Synergistic Collaboration: Adapted from the dictionary definition of “synergistic,” this process describes people that work together and accomplish more than they could alone. When people of different disciplines work together toward a common goal, they achieve excellence and make a difference.

Writing Voice: Voice in writing describes how a writer uses word choice and tone to compose a journal entry or other written composition that reflects the personality of the writer.

Interdisciplinary Collaboration: This describes the teamwork that occurs when colleagues from different disciplines work together in order to learn about each other’s field of expertise.
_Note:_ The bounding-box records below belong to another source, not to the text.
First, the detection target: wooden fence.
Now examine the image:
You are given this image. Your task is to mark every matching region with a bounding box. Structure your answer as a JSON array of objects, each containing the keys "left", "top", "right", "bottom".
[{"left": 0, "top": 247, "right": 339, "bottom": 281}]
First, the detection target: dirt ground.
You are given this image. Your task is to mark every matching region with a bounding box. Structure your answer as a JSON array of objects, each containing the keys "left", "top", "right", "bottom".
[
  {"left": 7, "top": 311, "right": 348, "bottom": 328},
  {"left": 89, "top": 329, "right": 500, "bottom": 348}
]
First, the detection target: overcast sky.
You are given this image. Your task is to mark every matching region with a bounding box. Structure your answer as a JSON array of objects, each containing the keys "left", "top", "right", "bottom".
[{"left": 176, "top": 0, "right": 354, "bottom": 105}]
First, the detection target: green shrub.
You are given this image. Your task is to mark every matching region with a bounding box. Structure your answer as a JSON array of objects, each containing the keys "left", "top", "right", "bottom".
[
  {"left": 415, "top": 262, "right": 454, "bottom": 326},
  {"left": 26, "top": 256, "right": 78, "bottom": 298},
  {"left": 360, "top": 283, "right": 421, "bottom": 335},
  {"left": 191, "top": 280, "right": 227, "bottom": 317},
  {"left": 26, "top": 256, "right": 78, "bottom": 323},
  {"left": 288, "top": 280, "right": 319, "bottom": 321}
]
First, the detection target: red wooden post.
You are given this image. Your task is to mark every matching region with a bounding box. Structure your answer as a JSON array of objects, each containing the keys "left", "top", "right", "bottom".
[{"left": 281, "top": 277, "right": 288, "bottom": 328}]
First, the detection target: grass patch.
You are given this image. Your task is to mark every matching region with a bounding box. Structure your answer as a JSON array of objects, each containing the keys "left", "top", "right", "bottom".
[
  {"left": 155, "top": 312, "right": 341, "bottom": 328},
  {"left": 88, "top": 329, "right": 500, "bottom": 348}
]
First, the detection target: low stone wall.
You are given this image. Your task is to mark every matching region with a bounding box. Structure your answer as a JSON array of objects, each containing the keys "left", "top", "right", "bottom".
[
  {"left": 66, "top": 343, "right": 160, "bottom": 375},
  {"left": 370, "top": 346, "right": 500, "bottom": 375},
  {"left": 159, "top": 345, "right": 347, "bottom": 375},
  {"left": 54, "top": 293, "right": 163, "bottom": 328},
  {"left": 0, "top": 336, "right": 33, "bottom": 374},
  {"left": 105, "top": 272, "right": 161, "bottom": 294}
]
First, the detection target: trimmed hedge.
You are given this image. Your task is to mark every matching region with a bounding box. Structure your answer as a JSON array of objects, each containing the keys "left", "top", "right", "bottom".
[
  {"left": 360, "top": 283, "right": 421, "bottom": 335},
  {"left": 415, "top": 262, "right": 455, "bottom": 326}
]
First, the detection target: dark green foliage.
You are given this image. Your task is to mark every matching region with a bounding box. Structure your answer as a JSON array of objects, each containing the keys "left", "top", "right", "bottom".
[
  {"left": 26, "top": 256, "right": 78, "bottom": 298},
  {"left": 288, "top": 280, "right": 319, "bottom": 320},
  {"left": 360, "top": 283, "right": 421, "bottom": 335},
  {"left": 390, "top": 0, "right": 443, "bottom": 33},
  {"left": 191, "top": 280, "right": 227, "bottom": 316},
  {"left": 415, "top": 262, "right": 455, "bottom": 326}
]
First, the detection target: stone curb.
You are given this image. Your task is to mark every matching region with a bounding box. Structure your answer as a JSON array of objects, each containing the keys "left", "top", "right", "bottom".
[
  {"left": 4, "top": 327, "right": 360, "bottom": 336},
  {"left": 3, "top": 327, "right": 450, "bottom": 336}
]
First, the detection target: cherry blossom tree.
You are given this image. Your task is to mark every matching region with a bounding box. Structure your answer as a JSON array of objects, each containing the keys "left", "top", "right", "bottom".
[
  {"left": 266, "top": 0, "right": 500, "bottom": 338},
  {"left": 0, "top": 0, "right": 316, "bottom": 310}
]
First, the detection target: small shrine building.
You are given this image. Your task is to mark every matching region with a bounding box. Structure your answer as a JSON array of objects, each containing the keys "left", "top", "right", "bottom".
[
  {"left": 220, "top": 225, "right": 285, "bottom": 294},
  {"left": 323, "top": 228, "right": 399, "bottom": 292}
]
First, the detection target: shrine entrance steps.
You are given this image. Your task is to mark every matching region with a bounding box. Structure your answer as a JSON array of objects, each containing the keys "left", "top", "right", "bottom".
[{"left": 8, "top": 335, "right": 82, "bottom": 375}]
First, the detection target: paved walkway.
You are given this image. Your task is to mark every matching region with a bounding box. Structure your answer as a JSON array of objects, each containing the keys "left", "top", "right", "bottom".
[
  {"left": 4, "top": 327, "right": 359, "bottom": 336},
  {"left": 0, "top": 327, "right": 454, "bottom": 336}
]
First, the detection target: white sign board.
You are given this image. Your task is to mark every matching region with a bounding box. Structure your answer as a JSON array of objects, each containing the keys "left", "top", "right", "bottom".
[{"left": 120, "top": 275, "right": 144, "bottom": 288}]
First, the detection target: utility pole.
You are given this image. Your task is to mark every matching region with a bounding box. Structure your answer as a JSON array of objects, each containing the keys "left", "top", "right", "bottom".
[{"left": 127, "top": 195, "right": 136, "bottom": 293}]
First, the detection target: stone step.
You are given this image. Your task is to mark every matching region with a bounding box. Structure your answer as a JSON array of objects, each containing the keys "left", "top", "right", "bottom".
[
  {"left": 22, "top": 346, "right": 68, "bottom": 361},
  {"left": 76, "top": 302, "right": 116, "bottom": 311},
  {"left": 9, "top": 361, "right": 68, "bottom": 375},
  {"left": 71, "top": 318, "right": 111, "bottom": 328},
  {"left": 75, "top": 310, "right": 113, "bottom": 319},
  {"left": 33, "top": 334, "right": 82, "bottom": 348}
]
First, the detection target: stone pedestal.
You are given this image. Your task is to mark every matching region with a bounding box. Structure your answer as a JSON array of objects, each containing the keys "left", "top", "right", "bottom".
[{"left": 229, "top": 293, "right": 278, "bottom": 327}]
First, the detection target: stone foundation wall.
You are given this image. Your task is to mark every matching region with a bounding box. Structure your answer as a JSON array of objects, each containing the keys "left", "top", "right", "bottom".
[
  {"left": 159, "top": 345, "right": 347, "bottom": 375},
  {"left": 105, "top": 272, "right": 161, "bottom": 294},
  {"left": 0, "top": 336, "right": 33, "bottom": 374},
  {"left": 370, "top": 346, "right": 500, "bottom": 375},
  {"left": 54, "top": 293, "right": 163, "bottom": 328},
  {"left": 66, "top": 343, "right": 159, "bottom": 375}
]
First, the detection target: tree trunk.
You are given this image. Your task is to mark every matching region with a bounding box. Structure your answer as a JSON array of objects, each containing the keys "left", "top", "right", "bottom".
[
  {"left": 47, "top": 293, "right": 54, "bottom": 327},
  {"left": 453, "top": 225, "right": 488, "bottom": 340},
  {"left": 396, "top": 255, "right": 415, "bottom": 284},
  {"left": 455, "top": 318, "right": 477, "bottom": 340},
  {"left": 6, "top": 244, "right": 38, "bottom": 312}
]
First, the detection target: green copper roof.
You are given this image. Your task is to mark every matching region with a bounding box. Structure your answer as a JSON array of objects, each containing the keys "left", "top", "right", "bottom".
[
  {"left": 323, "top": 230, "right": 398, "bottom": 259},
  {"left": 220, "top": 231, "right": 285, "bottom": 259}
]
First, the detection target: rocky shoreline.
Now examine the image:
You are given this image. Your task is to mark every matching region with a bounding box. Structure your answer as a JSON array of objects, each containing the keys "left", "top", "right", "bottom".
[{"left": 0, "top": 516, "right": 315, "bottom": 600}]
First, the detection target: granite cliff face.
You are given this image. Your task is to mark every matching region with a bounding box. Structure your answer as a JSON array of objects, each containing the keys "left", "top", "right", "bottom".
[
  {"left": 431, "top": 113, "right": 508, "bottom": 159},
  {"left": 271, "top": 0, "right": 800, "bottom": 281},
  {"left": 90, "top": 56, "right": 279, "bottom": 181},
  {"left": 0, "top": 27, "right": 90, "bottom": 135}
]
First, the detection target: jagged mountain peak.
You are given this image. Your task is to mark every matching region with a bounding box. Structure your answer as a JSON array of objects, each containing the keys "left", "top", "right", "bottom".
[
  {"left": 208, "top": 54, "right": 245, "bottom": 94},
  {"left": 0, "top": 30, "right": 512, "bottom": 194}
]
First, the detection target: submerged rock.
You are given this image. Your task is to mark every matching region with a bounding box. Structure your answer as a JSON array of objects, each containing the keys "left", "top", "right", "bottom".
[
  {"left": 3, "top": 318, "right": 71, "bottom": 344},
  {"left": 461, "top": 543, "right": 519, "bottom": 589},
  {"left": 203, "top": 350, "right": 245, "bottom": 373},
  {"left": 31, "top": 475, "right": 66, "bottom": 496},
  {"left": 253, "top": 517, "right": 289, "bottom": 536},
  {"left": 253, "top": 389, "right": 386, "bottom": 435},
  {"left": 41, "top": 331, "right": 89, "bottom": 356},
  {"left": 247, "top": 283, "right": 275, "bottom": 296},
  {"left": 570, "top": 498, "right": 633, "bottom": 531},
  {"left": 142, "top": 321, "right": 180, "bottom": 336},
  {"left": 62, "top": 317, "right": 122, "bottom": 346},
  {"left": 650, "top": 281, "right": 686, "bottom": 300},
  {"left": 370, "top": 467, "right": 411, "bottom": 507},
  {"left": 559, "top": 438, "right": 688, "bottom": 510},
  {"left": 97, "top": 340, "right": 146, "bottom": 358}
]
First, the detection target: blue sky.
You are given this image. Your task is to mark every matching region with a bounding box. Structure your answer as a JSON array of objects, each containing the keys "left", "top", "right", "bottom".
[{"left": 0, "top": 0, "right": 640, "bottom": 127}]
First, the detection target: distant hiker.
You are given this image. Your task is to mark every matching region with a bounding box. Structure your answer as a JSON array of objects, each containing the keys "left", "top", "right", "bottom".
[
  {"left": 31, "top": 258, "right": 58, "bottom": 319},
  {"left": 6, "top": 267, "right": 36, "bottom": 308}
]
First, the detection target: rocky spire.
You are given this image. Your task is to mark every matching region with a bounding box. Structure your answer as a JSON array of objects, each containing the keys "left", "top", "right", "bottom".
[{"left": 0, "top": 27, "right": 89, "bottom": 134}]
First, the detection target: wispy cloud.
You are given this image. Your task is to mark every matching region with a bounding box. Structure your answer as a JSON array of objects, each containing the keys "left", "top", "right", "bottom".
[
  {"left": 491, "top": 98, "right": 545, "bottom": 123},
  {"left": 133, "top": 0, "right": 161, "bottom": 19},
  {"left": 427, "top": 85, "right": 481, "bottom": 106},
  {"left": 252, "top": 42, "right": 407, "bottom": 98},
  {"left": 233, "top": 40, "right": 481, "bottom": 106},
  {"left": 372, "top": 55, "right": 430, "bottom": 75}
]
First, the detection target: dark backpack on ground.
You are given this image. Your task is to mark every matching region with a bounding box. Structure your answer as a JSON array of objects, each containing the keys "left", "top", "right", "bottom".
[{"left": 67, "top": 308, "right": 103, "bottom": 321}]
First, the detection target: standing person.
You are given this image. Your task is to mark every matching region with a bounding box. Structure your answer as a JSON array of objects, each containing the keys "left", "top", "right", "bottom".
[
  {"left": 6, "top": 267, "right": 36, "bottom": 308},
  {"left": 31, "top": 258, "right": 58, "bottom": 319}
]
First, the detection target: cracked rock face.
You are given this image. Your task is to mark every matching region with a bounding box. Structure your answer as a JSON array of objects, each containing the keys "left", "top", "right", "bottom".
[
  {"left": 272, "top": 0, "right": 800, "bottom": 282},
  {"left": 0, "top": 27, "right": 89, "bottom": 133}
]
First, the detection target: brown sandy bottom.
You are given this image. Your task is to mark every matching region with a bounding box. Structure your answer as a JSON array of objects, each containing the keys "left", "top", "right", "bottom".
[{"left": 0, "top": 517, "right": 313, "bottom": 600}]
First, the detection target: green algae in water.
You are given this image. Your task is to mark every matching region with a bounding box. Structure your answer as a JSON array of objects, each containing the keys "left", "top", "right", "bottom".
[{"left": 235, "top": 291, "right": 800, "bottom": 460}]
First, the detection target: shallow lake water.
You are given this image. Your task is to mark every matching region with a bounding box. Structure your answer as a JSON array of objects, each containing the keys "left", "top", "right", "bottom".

As a result of interdisciplinary collaboration, opportunities are created that may not have been discovered if the collaboration had not taken place.

Physical Therapy Outcome Measures: Tests used by physical therapists to measure the progress a patient makes, such as such as the DASH (Disabilities of the Arm Shoulder Hand), LEFS (Lower Extremity Functional Scale), NDI (Neck Disability Index), and Modified Oswestry (for back pain).

Heart Maps: Discussed in the field of writing by Georgia Heard, heart maps ask writers to draw a heart and inside the heart write things that the writer loves.

Narrative Medicine: The field of medicine, used by programs such as the one Rita Charon founded at Columbia University, which encourages medical practitioners to use theories from the fields of literature and composition to enhance comprehension of the stories patients share.

Multigenre Writing: Discussed in the field of education by Tom Romano, a multigenre paper consists of two parts: creative writing in multiple genres and the writer’s analysis of the genres.

Before, During, and After (B-D-A) Lessons: A lesson planning framework in the field of teacher education discussed by Richard and Jo Anne Vacca and used by teachers to evaluate student learning before, during, and after the reading of a text.